Hng... Eh! Stop! Arrêtes de boug... Ah putain! Arrêtes donc de bouger!
Je ne l'écoutais pas. Je l'entendais seulement et j'avais peur. Les seules choses auxquelels je tenais plus que mes objets de valeurs étaient ma vie et ma dignité elle-même. Mon genou mécaniquement s'était logé entre ses parties, tenant de lui faire mal. C'est ce que j'avais appris à faire il y a quelques temps, mais il ne semblait pas avoir mal avant que son front n'entrechoque mon nez. J'étais sonnée clairement.
C'est bon?! T'es calmée?! - Lâ... Lâchez-moi... J'vous ai rien volé j'vous le promet! - Putain... C'qu'il faut pas faire pour elle... Calme toi j't'ai dit.

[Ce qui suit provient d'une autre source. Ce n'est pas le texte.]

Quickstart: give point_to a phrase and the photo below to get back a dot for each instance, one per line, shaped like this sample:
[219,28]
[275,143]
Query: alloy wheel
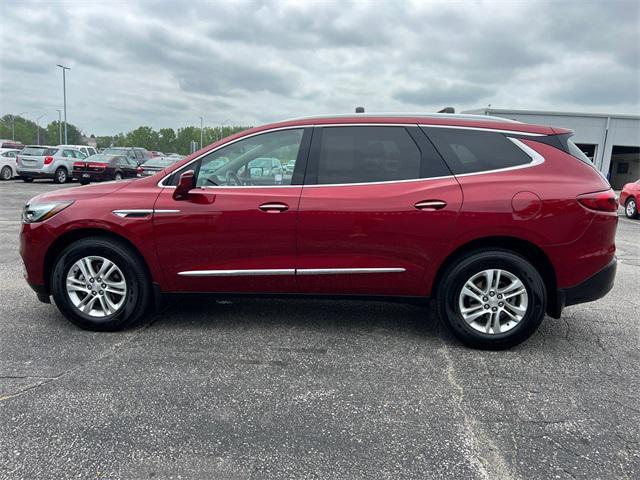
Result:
[493,301]
[96,286]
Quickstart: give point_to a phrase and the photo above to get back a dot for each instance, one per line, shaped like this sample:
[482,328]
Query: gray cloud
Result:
[165,63]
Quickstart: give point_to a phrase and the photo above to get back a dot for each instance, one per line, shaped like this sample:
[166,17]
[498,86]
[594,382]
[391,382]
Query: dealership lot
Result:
[313,389]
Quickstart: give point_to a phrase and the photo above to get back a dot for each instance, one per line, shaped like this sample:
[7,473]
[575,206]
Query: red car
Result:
[500,222]
[629,198]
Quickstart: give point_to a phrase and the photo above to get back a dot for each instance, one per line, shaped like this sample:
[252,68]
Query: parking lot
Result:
[313,389]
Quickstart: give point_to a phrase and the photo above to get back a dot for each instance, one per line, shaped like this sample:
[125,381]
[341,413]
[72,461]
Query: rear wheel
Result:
[100,284]
[6,173]
[61,176]
[492,299]
[631,208]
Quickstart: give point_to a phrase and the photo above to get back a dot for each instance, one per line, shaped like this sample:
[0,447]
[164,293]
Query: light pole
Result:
[222,128]
[13,125]
[59,126]
[64,95]
[38,127]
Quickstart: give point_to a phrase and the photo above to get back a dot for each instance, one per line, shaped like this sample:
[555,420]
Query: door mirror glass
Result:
[186,183]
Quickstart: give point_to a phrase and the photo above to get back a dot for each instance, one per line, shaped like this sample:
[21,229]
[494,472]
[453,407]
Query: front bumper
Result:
[34,174]
[593,288]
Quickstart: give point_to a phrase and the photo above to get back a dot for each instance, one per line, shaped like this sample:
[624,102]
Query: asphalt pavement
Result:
[313,389]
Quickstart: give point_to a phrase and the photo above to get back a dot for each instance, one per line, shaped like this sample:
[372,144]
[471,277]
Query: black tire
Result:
[61,175]
[139,292]
[450,288]
[631,208]
[6,173]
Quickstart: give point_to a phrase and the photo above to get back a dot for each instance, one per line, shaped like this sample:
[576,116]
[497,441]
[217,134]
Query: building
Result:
[612,142]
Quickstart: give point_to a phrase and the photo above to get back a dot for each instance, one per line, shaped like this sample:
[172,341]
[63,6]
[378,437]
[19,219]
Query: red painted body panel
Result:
[223,229]
[374,226]
[630,190]
[345,226]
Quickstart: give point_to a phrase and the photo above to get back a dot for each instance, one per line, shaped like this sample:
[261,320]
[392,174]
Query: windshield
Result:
[37,151]
[159,162]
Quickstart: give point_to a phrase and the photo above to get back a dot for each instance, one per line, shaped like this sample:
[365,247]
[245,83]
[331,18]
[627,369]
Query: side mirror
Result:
[186,183]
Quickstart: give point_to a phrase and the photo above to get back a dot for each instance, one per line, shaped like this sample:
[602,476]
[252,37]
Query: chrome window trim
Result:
[294,127]
[537,159]
[481,129]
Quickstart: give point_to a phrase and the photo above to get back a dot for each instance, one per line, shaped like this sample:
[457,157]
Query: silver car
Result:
[37,161]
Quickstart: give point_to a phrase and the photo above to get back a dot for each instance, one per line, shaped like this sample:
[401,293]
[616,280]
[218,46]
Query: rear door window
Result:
[365,155]
[471,151]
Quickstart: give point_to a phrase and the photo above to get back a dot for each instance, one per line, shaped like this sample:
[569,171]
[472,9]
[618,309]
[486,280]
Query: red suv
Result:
[500,222]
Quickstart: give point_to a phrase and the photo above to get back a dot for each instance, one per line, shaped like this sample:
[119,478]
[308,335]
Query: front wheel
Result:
[492,299]
[100,284]
[6,173]
[631,208]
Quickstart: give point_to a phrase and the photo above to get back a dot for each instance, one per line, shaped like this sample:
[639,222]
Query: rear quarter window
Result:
[472,151]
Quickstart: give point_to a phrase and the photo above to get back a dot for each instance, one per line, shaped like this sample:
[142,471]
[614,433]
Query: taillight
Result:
[599,201]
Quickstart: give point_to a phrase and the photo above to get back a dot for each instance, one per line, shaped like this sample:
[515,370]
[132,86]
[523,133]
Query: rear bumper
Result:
[92,176]
[34,174]
[593,288]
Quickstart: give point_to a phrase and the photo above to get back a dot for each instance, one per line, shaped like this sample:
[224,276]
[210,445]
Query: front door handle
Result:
[430,205]
[274,207]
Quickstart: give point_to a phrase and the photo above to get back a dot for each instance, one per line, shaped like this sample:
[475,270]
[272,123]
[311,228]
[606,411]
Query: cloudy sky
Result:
[166,63]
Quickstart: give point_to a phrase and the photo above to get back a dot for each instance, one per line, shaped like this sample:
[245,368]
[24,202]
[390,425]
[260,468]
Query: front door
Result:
[236,231]
[376,208]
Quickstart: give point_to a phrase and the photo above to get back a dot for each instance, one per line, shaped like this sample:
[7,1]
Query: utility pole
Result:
[64,95]
[201,131]
[13,125]
[38,127]
[59,126]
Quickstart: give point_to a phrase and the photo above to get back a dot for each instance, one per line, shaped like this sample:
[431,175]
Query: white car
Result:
[8,163]
[87,150]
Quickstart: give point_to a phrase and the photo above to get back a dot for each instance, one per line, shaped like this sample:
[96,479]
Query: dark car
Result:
[138,154]
[102,167]
[153,166]
[499,222]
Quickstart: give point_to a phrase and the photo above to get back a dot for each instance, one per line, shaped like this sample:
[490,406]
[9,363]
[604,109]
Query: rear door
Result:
[32,158]
[377,206]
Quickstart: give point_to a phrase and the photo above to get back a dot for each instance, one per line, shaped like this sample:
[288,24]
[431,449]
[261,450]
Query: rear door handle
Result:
[274,207]
[430,205]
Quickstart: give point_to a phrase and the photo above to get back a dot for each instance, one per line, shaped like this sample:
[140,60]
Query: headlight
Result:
[39,212]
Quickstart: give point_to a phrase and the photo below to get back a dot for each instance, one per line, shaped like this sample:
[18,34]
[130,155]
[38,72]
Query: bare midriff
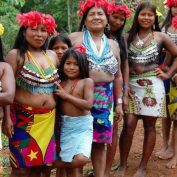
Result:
[37,100]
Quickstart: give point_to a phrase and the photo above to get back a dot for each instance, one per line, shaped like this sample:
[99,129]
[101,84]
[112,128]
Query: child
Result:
[76,93]
[60,45]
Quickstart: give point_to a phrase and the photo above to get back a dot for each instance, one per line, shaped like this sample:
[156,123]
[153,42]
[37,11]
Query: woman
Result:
[104,66]
[31,143]
[7,91]
[166,151]
[117,22]
[148,100]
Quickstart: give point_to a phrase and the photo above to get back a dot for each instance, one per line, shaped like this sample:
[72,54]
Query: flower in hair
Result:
[85,5]
[1,29]
[34,18]
[174,22]
[80,48]
[170,3]
[122,8]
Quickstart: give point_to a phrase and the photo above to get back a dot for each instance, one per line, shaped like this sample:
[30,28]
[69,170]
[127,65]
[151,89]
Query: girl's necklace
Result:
[141,42]
[72,86]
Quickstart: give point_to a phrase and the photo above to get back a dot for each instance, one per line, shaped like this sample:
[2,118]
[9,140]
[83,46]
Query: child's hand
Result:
[60,91]
[161,74]
[118,113]
[7,128]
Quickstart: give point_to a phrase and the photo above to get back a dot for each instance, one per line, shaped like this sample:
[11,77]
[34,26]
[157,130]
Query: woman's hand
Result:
[118,113]
[7,127]
[60,91]
[160,73]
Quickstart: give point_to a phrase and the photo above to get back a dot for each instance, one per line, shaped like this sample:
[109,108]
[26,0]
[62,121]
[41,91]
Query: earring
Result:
[84,28]
[107,28]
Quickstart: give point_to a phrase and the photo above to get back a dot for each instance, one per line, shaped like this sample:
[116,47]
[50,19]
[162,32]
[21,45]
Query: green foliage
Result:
[7,18]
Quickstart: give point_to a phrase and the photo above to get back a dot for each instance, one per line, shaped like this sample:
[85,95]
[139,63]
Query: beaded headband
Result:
[80,48]
[170,3]
[34,18]
[120,8]
[1,29]
[85,5]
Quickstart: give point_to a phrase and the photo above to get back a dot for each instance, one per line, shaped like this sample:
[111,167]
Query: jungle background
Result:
[64,12]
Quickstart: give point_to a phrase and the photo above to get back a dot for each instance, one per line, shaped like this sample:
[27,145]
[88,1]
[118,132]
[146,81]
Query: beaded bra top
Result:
[103,60]
[31,78]
[173,36]
[146,55]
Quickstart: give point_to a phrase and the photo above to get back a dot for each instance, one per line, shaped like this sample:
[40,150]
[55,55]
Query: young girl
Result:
[168,150]
[60,44]
[76,93]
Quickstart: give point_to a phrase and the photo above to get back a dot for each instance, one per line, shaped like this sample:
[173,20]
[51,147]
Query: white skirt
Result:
[149,96]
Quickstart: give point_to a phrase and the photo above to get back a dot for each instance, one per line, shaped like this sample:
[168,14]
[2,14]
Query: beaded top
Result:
[146,55]
[103,60]
[31,79]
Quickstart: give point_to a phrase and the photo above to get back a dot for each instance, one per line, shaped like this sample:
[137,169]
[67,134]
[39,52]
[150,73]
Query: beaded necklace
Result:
[40,69]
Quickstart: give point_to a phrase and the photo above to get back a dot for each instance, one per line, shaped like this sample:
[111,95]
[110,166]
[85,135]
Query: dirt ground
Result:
[156,167]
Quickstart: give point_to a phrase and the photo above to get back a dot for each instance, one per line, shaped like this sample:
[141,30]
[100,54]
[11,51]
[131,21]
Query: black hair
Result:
[120,39]
[81,26]
[21,43]
[135,26]
[59,38]
[81,60]
[168,20]
[1,52]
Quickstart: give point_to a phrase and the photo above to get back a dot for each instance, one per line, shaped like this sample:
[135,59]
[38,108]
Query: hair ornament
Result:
[159,14]
[34,18]
[174,22]
[123,8]
[170,3]
[80,48]
[1,29]
[84,5]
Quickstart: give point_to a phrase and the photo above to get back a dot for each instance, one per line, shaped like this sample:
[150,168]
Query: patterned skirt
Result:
[33,142]
[172,106]
[102,112]
[148,95]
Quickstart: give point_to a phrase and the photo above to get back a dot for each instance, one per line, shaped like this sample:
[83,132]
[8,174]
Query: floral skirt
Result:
[102,113]
[172,106]
[33,142]
[148,95]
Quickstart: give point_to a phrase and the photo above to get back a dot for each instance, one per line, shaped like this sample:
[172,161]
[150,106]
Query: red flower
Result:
[85,5]
[170,3]
[34,18]
[174,22]
[80,48]
[148,101]
[124,8]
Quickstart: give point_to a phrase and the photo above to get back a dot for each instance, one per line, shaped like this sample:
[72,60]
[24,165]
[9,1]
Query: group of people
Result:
[63,96]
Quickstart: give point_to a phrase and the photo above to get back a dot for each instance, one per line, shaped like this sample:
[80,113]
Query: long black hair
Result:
[120,39]
[81,60]
[168,20]
[21,43]
[1,52]
[82,25]
[59,38]
[135,26]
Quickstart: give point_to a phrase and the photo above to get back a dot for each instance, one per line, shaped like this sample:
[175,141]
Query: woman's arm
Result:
[118,82]
[85,103]
[7,84]
[169,45]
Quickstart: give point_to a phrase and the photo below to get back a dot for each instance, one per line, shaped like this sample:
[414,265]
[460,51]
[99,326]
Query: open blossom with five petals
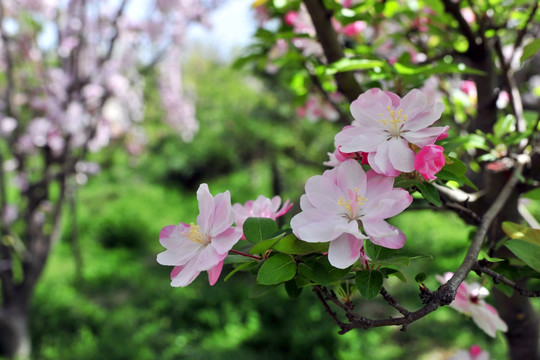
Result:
[470,300]
[261,207]
[202,247]
[385,125]
[345,205]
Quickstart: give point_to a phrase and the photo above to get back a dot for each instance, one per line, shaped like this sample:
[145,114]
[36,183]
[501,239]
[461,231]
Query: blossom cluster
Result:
[346,205]
[192,248]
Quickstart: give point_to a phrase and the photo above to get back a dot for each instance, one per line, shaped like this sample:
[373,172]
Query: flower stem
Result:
[245,254]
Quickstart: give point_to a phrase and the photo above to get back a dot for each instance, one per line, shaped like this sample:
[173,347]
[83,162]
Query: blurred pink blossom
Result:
[474,353]
[470,300]
[261,207]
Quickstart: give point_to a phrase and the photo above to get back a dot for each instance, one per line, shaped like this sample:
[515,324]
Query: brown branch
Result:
[112,42]
[523,31]
[333,51]
[498,278]
[515,96]
[446,293]
[9,65]
[452,8]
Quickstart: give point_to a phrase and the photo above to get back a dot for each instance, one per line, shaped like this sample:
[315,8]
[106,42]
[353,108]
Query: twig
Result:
[333,50]
[503,279]
[393,302]
[523,31]
[446,293]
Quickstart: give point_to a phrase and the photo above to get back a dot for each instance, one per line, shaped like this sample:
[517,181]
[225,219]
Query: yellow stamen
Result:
[195,234]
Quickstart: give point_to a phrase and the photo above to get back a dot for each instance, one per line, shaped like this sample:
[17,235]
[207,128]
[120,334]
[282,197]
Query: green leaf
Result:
[242,267]
[315,272]
[484,255]
[520,232]
[420,277]
[290,244]
[277,269]
[292,289]
[393,272]
[348,64]
[526,251]
[533,194]
[530,49]
[264,245]
[369,283]
[430,193]
[258,229]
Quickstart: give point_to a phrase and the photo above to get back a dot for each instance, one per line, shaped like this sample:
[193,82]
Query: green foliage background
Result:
[103,296]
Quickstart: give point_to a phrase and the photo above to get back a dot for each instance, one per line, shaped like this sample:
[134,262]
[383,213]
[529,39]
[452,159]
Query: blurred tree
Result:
[71,82]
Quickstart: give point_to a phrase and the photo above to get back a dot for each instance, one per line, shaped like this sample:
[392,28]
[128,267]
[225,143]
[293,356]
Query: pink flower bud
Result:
[429,161]
[354,29]
[291,17]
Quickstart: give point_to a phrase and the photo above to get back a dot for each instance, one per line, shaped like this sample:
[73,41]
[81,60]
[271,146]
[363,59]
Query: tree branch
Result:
[446,293]
[333,51]
[498,278]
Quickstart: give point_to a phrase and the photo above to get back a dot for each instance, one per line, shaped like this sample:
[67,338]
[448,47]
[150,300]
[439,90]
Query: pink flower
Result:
[474,353]
[262,207]
[470,300]
[384,126]
[344,203]
[203,247]
[354,28]
[429,161]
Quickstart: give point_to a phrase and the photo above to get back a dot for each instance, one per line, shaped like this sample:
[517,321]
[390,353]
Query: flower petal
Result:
[206,208]
[213,273]
[344,251]
[224,242]
[185,275]
[383,234]
[401,155]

Mon nez pissait le sang à vue d’œil. Mécaniquement je continuais mes efforts qui semblaient désespérés. Je me retrouvais encore dans une situation qui me dépassait totalement. Puis, sans crier gare, il relâcha la pression exercée sur mes poignets. Mon poursuivant se redressait alors en laissant entendre un lourd soupir suivit d'un étirement et un rire de nouveau étouffé. Ce après quoi, il me tendit sa main droite ouverte, la paume vers moi, me faisant signe de me relever; ce que je fis d'ailleurs sans son aide. Il recula de quelques pas, venant replonger les mains dans ses poches du bomber en cuir sale qu'il portait. Je crachais le sang par mes narines d'une manière masculine avant de porter mon regard au sien d'un gris étonnamment clair.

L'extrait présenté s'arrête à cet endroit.